I want Shavuot to pull back my hair, lick the inside of my ear, and whisper, “Seven weeks shalt thou number unto thee; from the time the sickle is first put to the standing corn shalt thou begin to number seven weeks.” Somebody, please, fold me up like a blintz and spoon me while prestige Israeli television plays on a projector.

And Shavuot, remind me of those sweet days when I was a child and my parents let me stay up all night reading, just one night a year, when we stacked books at the end of our twin beds and the bulbs in our Ikea lamps grew hot and the sounds of adult conversation rose and fell in the hall. Get me so high on learning that I remember the time when books were the best and only thing in the world, and we would sit up in bed sucking on caramels so our hands would be free to turn the pages.

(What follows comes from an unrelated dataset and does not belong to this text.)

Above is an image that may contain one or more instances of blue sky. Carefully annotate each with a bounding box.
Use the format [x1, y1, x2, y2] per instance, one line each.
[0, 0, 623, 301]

These are the appointed weeks, the turning of the year; this is the season of Shavuot. A Penthouse Pentecost, an ingathering. Bring the loaves of bread, bring the books, bring the understanding that our female ancestors were sex workers, and that the people who eat from the corners of our field may be forbearers of kings.

“Thou hast multiplied the nation, Thou hast increased their joy; they joy before Thee according to the joy in harvest, as warriors rejoice when they divide the plunder.”

Divide the plunder on Shavuot. Increase your joy. Leave the corners of your field for strangers.

But let’s get one thing straight — I’m a Reform Jew. While the Orthodox and Conservative folks might celebrate the holiday for two whole days, I’m going in for one day only, then back to business. Let’s not get crazy here.